LangGraph RAG Agent Tutorial | Basics to Advanced Multi-Agent AI Chatbot

Pradip NichitePradip Nichite
10 min read

Retrieval-Augmented Generation (RAG) is becoming the go-to pattern for building AI systems that can fetch real-time or domain-specific knowledge on demand. But RAG alone doesn’t make your chatbot smart.

With LangGraph, you can build stateful, agent-like flows that combine tools, memory, structured decision logic, and retrieval—all driven by LLMs.

In this blog, we’ll build up to a full LangGraph-based RAG Agent from scratch.
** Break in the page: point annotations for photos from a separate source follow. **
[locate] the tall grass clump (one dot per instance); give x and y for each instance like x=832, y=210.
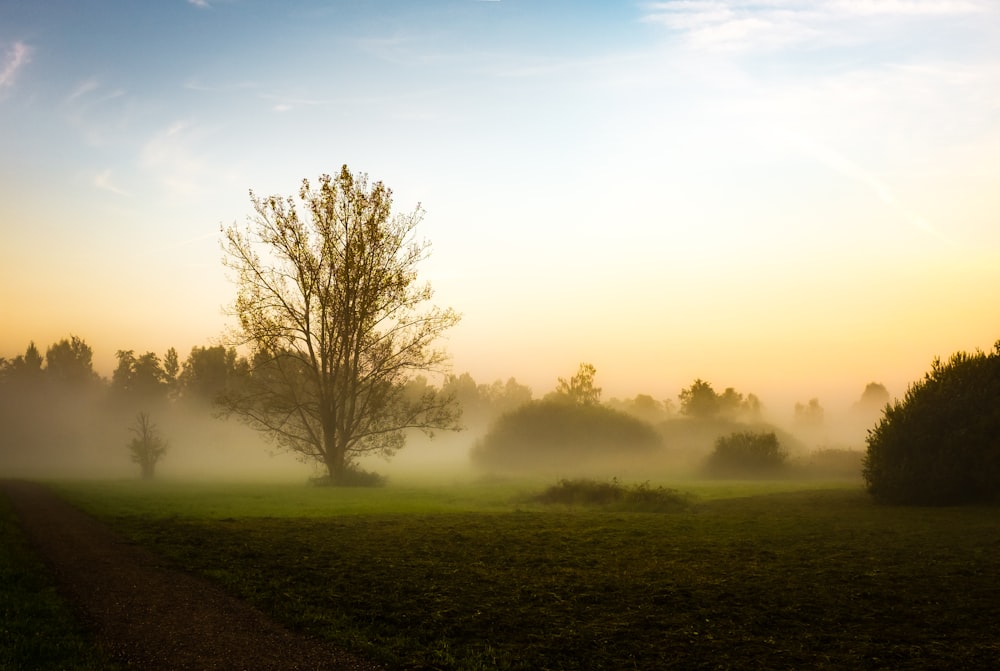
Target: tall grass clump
x=614, y=495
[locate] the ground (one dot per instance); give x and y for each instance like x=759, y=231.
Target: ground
x=149, y=616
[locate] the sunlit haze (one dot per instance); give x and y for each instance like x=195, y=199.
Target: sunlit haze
x=791, y=198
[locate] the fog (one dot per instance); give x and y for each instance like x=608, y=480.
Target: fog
x=66, y=431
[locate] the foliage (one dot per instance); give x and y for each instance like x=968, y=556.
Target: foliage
x=210, y=372
x=809, y=414
x=328, y=301
x=147, y=446
x=940, y=444
x=813, y=579
x=351, y=477
x=645, y=407
x=580, y=388
x=613, y=494
x=484, y=402
x=70, y=362
x=553, y=434
x=833, y=462
x=701, y=401
x=746, y=454
x=139, y=380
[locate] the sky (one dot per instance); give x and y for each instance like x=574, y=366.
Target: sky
x=791, y=198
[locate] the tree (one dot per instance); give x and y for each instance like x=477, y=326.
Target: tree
x=940, y=444
x=747, y=454
x=70, y=362
x=552, y=434
x=579, y=389
x=328, y=302
x=809, y=414
x=146, y=446
x=873, y=399
x=699, y=400
x=140, y=379
x=208, y=373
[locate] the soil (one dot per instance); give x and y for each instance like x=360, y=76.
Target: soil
x=149, y=616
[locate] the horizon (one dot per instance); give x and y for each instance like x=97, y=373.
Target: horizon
x=792, y=199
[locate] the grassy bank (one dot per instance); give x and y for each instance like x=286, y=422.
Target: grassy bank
x=474, y=578
x=38, y=630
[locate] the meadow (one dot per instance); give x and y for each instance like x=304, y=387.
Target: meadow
x=749, y=575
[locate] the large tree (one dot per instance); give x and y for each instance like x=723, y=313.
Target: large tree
x=329, y=303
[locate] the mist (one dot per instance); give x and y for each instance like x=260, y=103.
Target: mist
x=64, y=421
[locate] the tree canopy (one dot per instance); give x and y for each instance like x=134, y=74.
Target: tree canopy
x=329, y=304
x=940, y=444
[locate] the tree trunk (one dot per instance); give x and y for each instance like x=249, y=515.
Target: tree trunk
x=336, y=462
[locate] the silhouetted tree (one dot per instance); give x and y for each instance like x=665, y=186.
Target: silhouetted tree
x=555, y=435
x=746, y=454
x=25, y=369
x=146, y=446
x=171, y=369
x=328, y=301
x=809, y=414
x=644, y=407
x=579, y=389
x=873, y=400
x=209, y=372
x=940, y=444
x=141, y=380
x=699, y=400
x=70, y=362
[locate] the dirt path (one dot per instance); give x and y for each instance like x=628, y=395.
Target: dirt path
x=149, y=616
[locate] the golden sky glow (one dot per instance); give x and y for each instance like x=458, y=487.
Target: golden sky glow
x=792, y=198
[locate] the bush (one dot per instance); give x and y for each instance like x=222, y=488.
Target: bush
x=351, y=477
x=833, y=462
x=586, y=492
x=554, y=435
x=746, y=454
x=940, y=445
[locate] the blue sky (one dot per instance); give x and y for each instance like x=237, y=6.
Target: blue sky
x=790, y=197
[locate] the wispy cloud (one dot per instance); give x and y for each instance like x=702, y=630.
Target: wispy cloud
x=738, y=25
x=103, y=181
x=99, y=112
x=287, y=104
x=17, y=57
x=175, y=156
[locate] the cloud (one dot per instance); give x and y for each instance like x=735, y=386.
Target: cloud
x=102, y=180
x=740, y=25
x=839, y=163
x=16, y=58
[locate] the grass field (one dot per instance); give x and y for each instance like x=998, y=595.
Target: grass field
x=755, y=575
x=37, y=628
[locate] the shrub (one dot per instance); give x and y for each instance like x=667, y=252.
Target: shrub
x=833, y=462
x=562, y=436
x=746, y=454
x=614, y=495
x=940, y=445
x=351, y=477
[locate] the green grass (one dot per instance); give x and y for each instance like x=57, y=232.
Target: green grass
x=473, y=578
x=38, y=630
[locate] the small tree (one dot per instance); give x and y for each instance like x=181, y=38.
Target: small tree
x=941, y=444
x=147, y=447
x=747, y=453
x=329, y=303
x=580, y=389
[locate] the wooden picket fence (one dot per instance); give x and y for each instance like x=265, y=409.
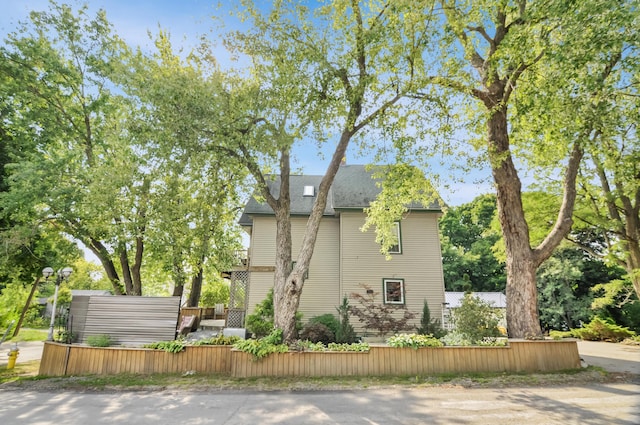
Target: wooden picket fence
x=520, y=356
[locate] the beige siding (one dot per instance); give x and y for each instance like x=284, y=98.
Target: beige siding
x=420, y=264
x=320, y=293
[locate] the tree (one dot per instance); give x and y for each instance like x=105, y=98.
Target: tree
x=508, y=62
x=64, y=111
x=468, y=260
x=342, y=71
x=97, y=169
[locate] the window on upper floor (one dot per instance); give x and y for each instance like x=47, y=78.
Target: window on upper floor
x=397, y=248
x=393, y=291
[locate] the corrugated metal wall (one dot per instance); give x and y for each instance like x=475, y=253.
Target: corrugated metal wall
x=130, y=321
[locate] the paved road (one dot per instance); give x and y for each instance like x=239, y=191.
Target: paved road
x=597, y=404
x=611, y=357
x=592, y=405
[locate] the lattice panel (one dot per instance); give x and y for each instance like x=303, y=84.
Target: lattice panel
x=235, y=318
x=239, y=289
x=238, y=298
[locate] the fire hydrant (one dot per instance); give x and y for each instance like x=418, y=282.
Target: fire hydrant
x=13, y=356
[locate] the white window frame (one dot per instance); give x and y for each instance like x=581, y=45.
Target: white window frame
x=385, y=282
x=397, y=249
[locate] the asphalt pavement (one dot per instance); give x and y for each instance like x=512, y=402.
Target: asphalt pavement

We'll follow a practical path:

  1. Start with basic LLM usage

  2. Bind tools to the LLM

  3. Use LangGraph to build stateful agents

  4. Add memory, routing logic, and tool execution

  5. Finally, combine all of it with document retrieval to create a RAG-powered agent

Each section mirrors what you’d build in a notebook, but with clear explanations to help you understand why each piece matters.

Let’s start with the first building block: invoking an LLM.
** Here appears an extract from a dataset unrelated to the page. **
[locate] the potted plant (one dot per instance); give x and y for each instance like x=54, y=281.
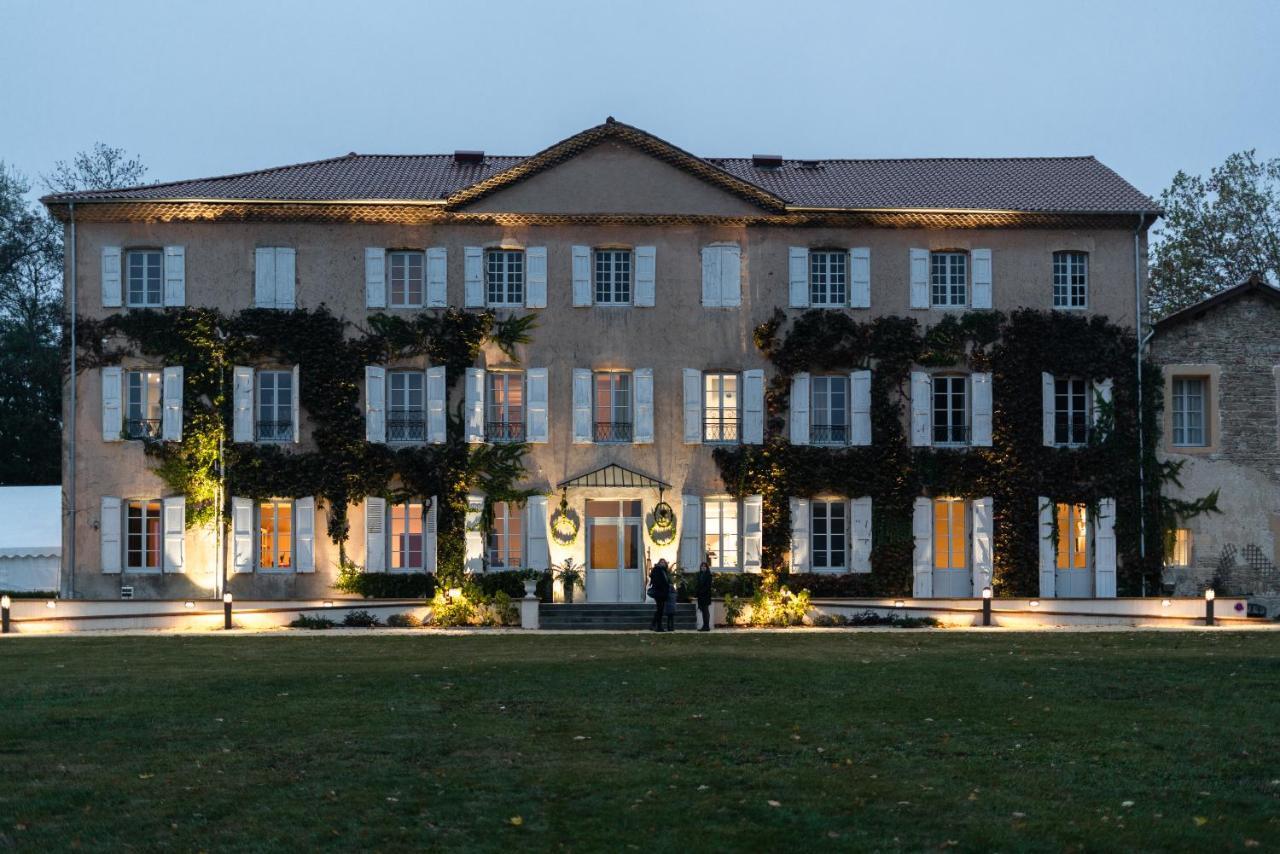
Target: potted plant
x=568, y=574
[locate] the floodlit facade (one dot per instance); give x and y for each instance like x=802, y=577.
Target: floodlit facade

🧠 Step 1: Invoking a Language Model (LLM)

To begin, we’ll use ChatOpenAI from LangChain to invoke a language model. We’ll keep it simple:

from langchain_openai import ChatOpenAI

# Initialize the LLM
llm = ChatOpenAI(model="gpt-4.1-mini", temperature=0.7)

# Basic prompt
response = llm.invoke("What is artificial intelligence?")
print(response.content)

This returns a standard response from the LLM. But the real value comes when you treat the LLM like a conversation partner using message objects:

from langchain_core.messages import HumanMessage, SystemMessage

messages = [
    SystemMessage(content="You are a helpful AI assistant that explains complex topics simply."),
    HumanMessage(content="Explain machine learning in 2 sentences.")
]

response = llm.invoke(messages)
print(response.content)

Using SystemMessage and HumanMessage gives you more control over behavior and tone. It’s also how you’ll structure inputs later when building memory-enabled and multi-step agents.

Now that we can invoke an LLM in both simple and structured ways, we’re ready to start integrating tools.
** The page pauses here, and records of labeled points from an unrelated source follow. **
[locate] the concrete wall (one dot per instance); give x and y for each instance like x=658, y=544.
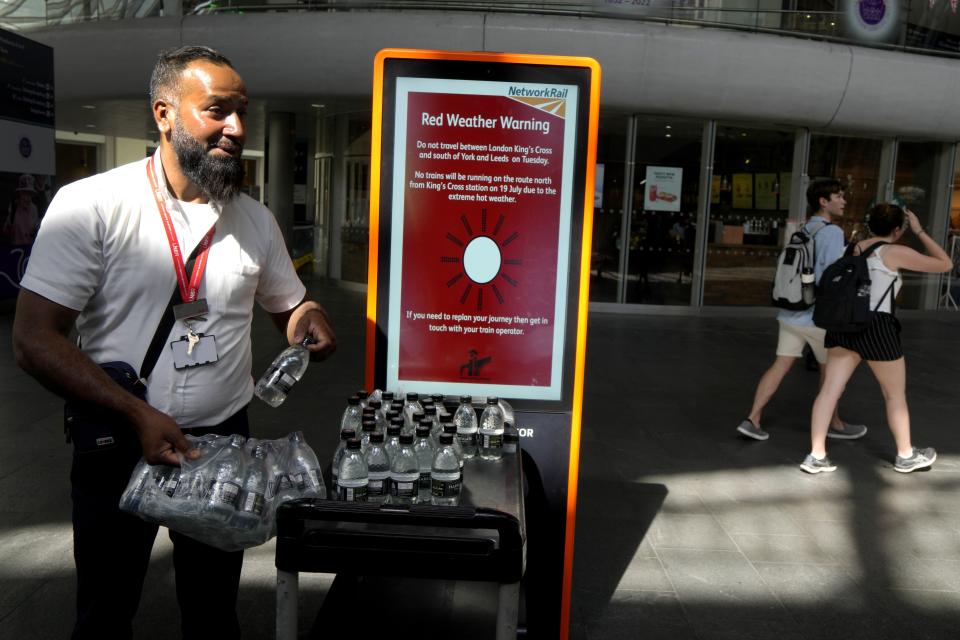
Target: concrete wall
x=647, y=68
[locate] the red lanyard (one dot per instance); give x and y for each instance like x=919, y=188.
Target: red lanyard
x=187, y=291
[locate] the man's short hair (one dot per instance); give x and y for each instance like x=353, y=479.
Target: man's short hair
x=165, y=79
x=823, y=188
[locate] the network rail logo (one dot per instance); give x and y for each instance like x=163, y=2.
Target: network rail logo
x=552, y=100
x=541, y=92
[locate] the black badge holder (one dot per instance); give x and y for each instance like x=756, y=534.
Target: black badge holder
x=91, y=428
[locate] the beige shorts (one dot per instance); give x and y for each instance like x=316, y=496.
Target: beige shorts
x=793, y=337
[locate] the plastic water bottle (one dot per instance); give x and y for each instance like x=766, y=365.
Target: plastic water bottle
x=491, y=430
x=466, y=420
x=378, y=469
x=304, y=468
x=445, y=479
x=353, y=476
x=134, y=499
x=452, y=431
x=345, y=434
x=379, y=415
x=392, y=444
x=253, y=497
x=424, y=450
x=167, y=479
x=368, y=429
x=410, y=407
x=227, y=479
x=362, y=395
x=285, y=371
x=351, y=415
x=404, y=473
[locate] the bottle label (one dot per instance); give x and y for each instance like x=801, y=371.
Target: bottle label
x=375, y=488
x=492, y=441
x=252, y=502
x=299, y=481
x=282, y=381
x=403, y=488
x=352, y=494
x=445, y=488
x=224, y=493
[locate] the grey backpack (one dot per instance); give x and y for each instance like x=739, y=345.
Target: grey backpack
x=795, y=257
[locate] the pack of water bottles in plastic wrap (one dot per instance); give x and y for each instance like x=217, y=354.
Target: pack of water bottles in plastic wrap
x=227, y=497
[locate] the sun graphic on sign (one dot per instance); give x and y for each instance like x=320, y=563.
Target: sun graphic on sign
x=481, y=260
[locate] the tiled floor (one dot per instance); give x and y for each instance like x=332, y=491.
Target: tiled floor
x=684, y=530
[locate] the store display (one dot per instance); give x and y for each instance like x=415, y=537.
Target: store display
x=353, y=476
x=445, y=479
x=491, y=430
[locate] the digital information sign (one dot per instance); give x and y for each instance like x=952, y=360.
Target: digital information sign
x=481, y=204
x=481, y=200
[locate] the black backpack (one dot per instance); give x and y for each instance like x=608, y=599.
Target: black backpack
x=843, y=295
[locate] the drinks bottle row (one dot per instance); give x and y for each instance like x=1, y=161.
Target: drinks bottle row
x=228, y=496
x=414, y=450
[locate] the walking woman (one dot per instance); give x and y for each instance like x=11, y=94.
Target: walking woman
x=878, y=344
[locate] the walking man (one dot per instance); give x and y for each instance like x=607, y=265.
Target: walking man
x=826, y=201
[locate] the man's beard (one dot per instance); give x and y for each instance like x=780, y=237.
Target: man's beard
x=217, y=176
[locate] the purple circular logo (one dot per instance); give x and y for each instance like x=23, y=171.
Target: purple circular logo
x=872, y=11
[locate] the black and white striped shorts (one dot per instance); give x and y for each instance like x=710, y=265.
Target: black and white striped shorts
x=880, y=341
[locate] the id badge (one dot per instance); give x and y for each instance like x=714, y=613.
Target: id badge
x=204, y=352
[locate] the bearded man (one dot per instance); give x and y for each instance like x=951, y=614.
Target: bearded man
x=109, y=260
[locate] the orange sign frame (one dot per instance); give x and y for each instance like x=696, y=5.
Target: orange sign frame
x=585, y=252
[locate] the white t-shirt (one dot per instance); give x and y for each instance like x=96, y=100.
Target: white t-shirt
x=881, y=277
x=102, y=251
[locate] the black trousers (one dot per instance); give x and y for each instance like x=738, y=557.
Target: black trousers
x=112, y=552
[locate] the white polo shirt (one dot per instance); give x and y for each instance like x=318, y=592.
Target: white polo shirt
x=102, y=251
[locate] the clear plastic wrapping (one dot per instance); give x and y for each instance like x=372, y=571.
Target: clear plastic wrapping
x=228, y=497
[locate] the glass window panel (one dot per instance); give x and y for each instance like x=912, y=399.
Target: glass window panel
x=749, y=200
x=913, y=188
x=608, y=208
x=855, y=161
x=664, y=213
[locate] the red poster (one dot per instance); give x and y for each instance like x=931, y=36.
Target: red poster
x=481, y=232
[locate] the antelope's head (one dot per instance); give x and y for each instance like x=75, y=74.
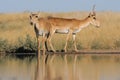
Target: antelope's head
x=33, y=18
x=92, y=18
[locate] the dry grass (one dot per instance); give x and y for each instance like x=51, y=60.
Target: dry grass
x=16, y=25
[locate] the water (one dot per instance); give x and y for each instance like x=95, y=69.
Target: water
x=79, y=67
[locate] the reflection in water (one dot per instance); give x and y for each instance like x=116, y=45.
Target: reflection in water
x=67, y=67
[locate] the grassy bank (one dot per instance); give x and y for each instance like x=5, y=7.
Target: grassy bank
x=17, y=35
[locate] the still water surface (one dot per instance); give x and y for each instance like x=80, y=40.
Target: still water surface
x=80, y=67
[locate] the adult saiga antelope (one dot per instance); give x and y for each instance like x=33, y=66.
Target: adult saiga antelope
x=63, y=26
x=71, y=26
🔧 Step 2: Extending LLMs with Tools

LLMs are powerful, but they can’t do math or fetch real-time information on their own. To make your LLM truly useful, you can bind it with external tools. Here’s how:

from langchain_core.tools import tool
from langchain_community.tools import DuckDuckGoSearchRun

@tool
def calculator(expression: str) -> str:
    """Calculate mathematical expressions. Use this for any math calculations."""
    try:
        result = eval(expression)
        return f"The result of {expression} is {result}"
    except Exception as e:
        return f"Error calculating {expression}: {str(e)}"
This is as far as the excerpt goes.